Friday, September 28, 2012

Crazy Wisdom - THIS Buddhist Film Festival

Very perspective and mind provoking especially to those that deem themselves righteous. haha! Its a biography about the late Chogyam Trungpa Rinpoche. According to the synposis , he is called the greatest spiritual leader as well as the bad boy of buddhism. I am sure he can't be bothered over this two title.

I would not repeat the content of the film but just my own after-thoughts. He drinks, smoke, and have a wife. People see it as Rinpoche trying to humble himself to get close to his western students. Some might just heuristically labels him as monk gone astray with full of self-justification. I see him as a living Bodhisattva. To me, I feel that he is trying to remind others not to get fixed to conventions in all his intention or this is just how liberating is for a mind of a enlightened being.

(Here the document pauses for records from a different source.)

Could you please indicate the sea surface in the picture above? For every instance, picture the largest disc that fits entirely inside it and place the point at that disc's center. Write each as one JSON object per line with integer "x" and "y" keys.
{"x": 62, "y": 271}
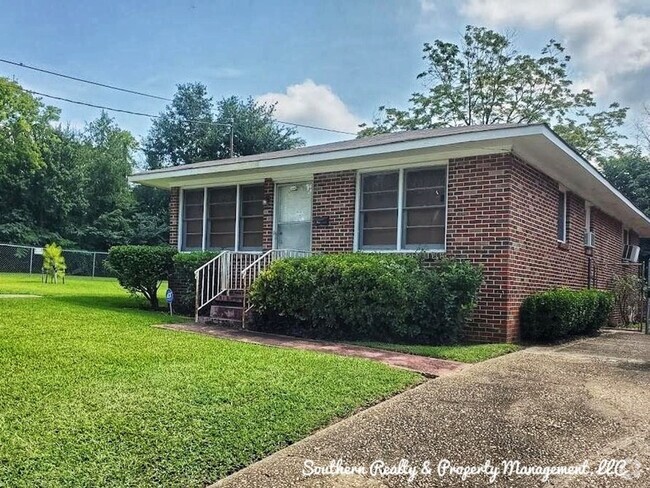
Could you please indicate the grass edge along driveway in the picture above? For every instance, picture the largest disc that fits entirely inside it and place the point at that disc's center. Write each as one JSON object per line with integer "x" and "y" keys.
{"x": 92, "y": 395}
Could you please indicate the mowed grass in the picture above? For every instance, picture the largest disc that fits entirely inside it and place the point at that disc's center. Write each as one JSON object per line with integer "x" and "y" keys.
{"x": 92, "y": 395}
{"x": 464, "y": 353}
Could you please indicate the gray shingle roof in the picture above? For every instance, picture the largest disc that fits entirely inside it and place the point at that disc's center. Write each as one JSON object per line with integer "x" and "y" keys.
{"x": 379, "y": 140}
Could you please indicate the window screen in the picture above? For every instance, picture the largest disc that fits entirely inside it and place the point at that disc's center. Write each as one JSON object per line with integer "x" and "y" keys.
{"x": 251, "y": 217}
{"x": 423, "y": 216}
{"x": 193, "y": 219}
{"x": 379, "y": 210}
{"x": 222, "y": 214}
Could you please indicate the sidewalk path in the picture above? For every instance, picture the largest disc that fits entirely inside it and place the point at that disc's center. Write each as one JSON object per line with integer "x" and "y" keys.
{"x": 541, "y": 407}
{"x": 427, "y": 366}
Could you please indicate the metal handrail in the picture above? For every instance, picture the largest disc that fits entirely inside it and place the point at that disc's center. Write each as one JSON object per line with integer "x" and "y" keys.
{"x": 222, "y": 274}
{"x": 202, "y": 283}
{"x": 219, "y": 275}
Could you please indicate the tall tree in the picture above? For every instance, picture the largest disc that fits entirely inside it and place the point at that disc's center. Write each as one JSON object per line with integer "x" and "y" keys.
{"x": 107, "y": 160}
{"x": 629, "y": 172}
{"x": 486, "y": 80}
{"x": 24, "y": 129}
{"x": 193, "y": 128}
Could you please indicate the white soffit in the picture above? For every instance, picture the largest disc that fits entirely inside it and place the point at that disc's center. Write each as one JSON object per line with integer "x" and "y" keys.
{"x": 536, "y": 144}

There is no mention that he goes any ways to correct someone but rather pointing out that their habits (be it good or bad) are not fixed but just another phenomena of impermanence. People who are not successful in changing their bad old habits are due to seeing their old ways hard to change. So Rinpoche does not resort to long brainwashing sermons to teach the hippies.

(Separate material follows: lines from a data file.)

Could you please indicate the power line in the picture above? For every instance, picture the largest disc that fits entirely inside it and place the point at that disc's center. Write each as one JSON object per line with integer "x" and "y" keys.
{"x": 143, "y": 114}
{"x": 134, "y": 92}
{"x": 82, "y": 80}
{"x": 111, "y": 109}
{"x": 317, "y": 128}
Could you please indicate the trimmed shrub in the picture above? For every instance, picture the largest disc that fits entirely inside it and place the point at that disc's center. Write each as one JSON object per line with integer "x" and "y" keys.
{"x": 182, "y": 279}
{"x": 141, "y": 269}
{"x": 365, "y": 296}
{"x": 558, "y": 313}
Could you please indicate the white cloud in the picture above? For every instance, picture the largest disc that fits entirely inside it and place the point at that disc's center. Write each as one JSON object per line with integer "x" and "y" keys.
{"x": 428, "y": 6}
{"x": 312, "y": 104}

To see his practice upon reflection of Buddhism practice, we are always easy victims of our grasping mind. Very often, once we gain a new concept that breaks our old ways, this new concept is the new attachment. We are just like walking on quicksand. Going full force to drag one leg out resulting in sinking of another leg. Buddha is his teachings, his main ideology is change, impermanence as well as non-attachment. And so, should we get ourselves fixated to certain rituals or practice. I personally don't see it as alignment to the path. Not to say the rituals or practice are wrong but seek the true meaning of the practice after shelling away the forms is more important.

"This world can not be saved by religion alone" as mentioned by Rinpoche can be translated as "This world can not be saved by Buddhism alone" if I boldly dares to quote him. When we are fixed to the notion of even  Buddhism, we risk evoking our 'self-ego' as well as those that agrees and don't agrees with you. This world doesn't need another title or status to divide the world more. We seek to be a liberating Buddhist and not a 'Attached Buddhist'.

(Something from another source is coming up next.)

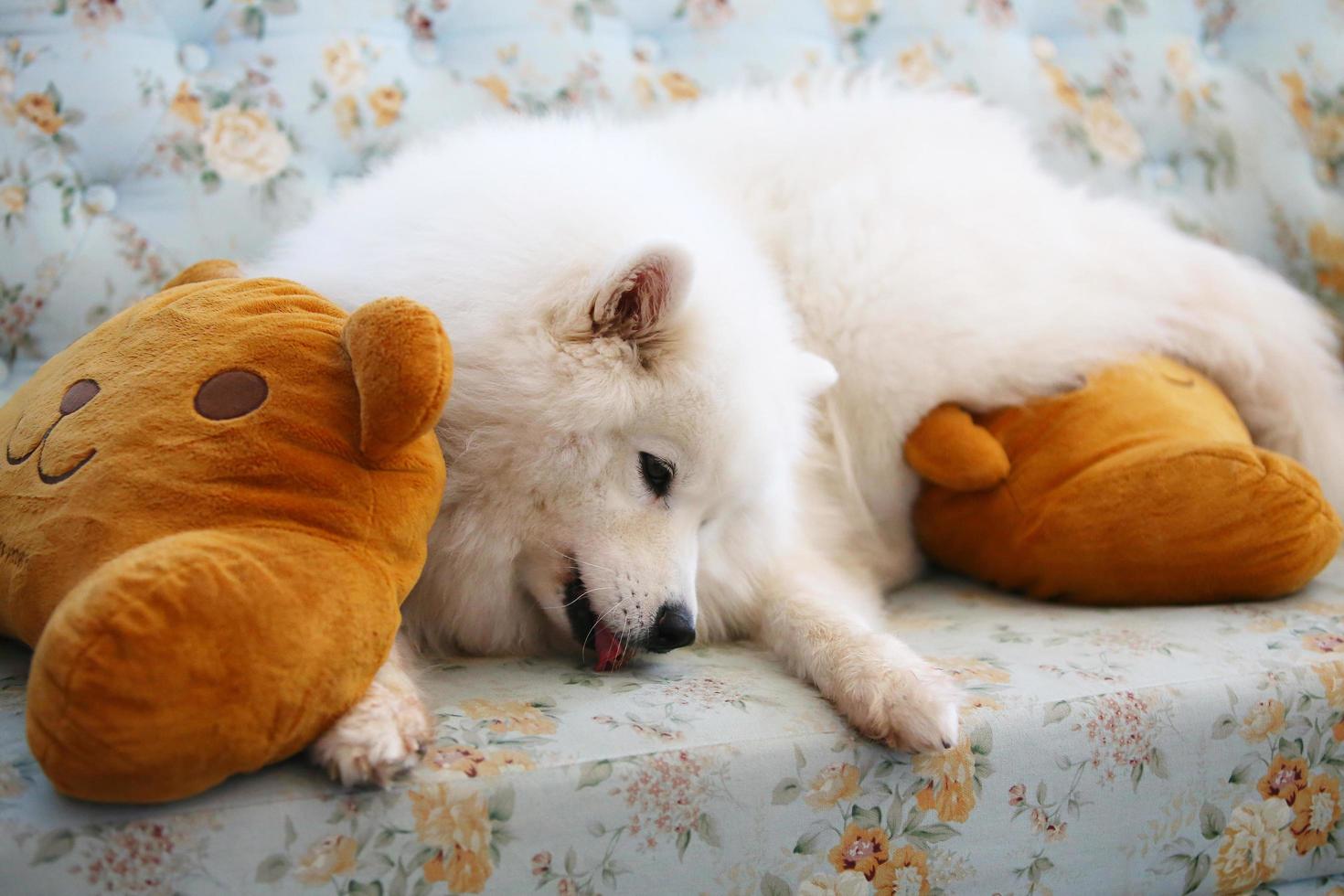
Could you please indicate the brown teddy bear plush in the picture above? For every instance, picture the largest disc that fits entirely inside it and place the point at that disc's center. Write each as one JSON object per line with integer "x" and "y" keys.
{"x": 1143, "y": 486}
{"x": 210, "y": 511}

Buddhism is about compassion and kindness. And its not a patented characteristic of Buddhism. As mentioned in the Sutra, Buddha land has no distinction and that could only be done by smashing down the walls of religion and acknowledging that everyone of us seeks peace and are fundamentally the same. Only than can Samsara gets transformed.

So why are we a Buddhist? Is it by what and how we do our practice?